[U-Boot] [RFC][PATCH 00/19] arm: add full relocation / cache support

This patch series add full relocation and cache support for arm based boards. I did this for arm1136, arm_cortexa8 and arm926ejs based boards. As this change is not compatible to old code, before this can go to mainline *all* plattforms and boards have to be converted! As I don;t have access to all plattforms/ boards I need help here! Also I couldn;t test all boards, so please test and report, send bugfixes!
Relocation support:
changed arch/arm/lib/board.c to get in sync with arch/powerpc/lib/board.c maybe it is possible to merge them to one arch/generic/lib/board.c?

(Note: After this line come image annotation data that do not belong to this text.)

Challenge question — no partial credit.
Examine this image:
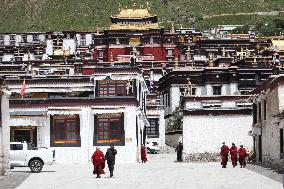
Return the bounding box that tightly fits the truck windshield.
[10,144,23,150]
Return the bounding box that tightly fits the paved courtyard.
[0,154,282,189]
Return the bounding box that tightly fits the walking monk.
[239,145,247,168]
[141,144,147,163]
[92,147,105,178]
[220,142,229,168]
[230,143,238,167]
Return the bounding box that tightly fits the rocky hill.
[0,0,284,32]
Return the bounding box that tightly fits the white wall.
[183,115,253,154]
[8,106,140,164]
[45,39,53,55]
[256,86,284,164]
[166,134,182,148]
[170,86,180,112]
[147,109,166,147]
[63,39,76,54]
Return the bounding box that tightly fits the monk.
[141,144,147,163]
[239,145,247,168]
[220,142,229,168]
[230,143,238,168]
[92,147,105,178]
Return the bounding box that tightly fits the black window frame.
[93,113,125,146]
[212,85,222,96]
[50,114,81,147]
[145,118,160,138]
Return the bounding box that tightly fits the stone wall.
[12,106,144,164]
[256,86,284,166]
[0,93,10,175]
[183,114,253,159]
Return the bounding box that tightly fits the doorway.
[10,127,37,146]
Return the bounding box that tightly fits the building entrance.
[10,127,37,146]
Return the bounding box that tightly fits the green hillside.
[0,0,284,32]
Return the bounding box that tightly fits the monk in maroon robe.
[239,145,247,168]
[220,142,230,168]
[230,143,238,167]
[92,147,105,178]
[141,144,147,163]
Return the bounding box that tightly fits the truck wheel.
[29,159,42,173]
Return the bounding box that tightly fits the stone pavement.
[8,153,282,189]
[0,170,31,189]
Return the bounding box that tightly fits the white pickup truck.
[10,142,55,173]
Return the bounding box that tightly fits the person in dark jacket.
[176,142,183,161]
[105,143,117,177]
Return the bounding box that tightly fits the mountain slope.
[0,0,284,32]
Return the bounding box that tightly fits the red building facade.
[93,9,181,62]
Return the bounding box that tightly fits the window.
[263,100,266,120]
[10,35,16,45]
[280,129,284,159]
[33,34,39,41]
[191,87,196,95]
[167,49,173,56]
[213,86,221,95]
[258,102,262,122]
[0,34,5,45]
[22,34,27,43]
[98,50,104,58]
[98,80,129,96]
[94,113,125,146]
[15,57,23,62]
[146,118,159,138]
[10,144,23,150]
[253,103,257,124]
[50,115,81,147]
[80,34,86,47]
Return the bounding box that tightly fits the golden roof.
[272,40,284,51]
[114,9,151,18]
[109,23,159,30]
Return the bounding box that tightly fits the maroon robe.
[220,145,229,167]
[141,146,147,163]
[239,148,247,167]
[92,150,105,175]
[230,146,238,167]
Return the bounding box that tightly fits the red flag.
[20,79,27,98]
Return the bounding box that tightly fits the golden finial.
[110,52,113,62]
[222,47,226,57]
[175,58,178,68]
[96,27,100,35]
[118,3,121,11]
[146,1,150,10]
[171,23,175,33]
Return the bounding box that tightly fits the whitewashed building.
[145,95,165,149]
[182,95,253,159]
[159,66,253,160]
[250,75,284,166]
[7,67,149,163]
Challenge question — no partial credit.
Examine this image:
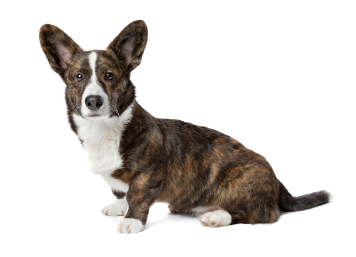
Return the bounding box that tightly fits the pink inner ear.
[121,38,134,64]
[57,45,71,69]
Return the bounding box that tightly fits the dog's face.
[40,21,147,119]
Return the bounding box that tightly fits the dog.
[40,21,330,233]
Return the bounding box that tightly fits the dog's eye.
[105,72,114,80]
[75,74,83,82]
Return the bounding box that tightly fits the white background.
[0,0,356,257]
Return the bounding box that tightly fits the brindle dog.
[40,21,329,233]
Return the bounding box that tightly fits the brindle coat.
[40,21,329,228]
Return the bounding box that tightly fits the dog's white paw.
[199,210,231,228]
[101,198,127,216]
[117,218,144,233]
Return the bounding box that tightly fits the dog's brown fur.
[40,21,329,228]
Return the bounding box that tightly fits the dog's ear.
[40,24,83,79]
[106,20,148,72]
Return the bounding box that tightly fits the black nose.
[85,95,103,111]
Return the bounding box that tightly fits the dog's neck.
[73,100,156,173]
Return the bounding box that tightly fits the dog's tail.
[278,180,331,212]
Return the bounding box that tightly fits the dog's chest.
[73,115,132,192]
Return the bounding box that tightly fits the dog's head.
[40,21,148,119]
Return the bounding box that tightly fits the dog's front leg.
[118,174,162,233]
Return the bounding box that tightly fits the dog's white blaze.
[199,210,231,228]
[73,102,134,193]
[82,52,110,117]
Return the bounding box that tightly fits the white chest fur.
[73,103,134,192]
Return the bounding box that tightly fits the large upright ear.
[106,21,148,72]
[40,24,83,79]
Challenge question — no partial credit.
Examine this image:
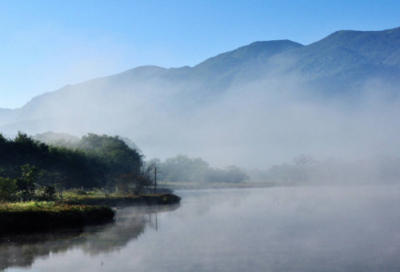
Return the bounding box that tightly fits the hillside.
[0,28,400,168]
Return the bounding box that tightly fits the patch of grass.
[0,201,115,235]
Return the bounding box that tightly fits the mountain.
[0,28,400,168]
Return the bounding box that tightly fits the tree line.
[0,132,147,199]
[147,155,249,184]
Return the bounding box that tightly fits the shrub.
[0,177,17,200]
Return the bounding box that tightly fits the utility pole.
[154,166,157,194]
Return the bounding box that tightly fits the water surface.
[0,185,400,272]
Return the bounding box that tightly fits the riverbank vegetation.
[0,201,115,235]
[0,133,180,234]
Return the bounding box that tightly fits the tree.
[0,177,17,201]
[17,164,39,200]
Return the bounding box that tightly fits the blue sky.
[0,0,400,108]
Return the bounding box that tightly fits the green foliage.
[0,132,142,191]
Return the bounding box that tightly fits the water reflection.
[0,204,179,271]
[0,185,400,272]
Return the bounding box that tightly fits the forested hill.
[0,28,400,167]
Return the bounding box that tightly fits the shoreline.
[0,194,181,236]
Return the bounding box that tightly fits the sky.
[0,0,400,109]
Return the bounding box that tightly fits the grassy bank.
[0,202,115,235]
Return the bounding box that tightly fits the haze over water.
[0,185,400,272]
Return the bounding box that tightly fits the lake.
[0,185,400,272]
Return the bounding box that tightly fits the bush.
[0,177,17,200]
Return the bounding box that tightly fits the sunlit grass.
[0,201,104,213]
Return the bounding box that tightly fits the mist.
[2,68,400,173]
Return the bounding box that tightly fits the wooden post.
[154,166,157,194]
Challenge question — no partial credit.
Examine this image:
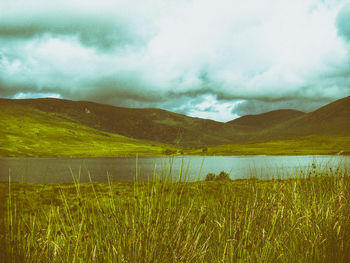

This approach is similiar to powerpc, so there is a need for an initial stack pointer addr defined through CONFIG_SYS_INIT_SP_ADDR. As I don;t know all architectures/boards, I set this value where I didn;t find such a stack, for example in the processor, to RAM, as RAM is actual setup in low_level_init.S. Please check this for boards where this is in RAM to find a "better" place.
Please also read doc/README.arm-relocation There is more info what is done, and maybe should be done.
Cache support:
I used the patches from Alessandro Rubini: http://lists.denx.de/pipermail/u-boot/2010-January/067099.html
and rebased them to actual code. Also, in case of full relocation, the position of the TLB can not be set on compile time, instead it is calculated in board_init_f() and stored in gd. Also added support for arm_cortexa8 and arm1136.
As this is a RFC, this patch series is in a state where things *can* and *should* be discussed!
Also I think, it would be good to create an "arm-relocation.git" where patches (for example board maintainers bugfixes) for this change are collected.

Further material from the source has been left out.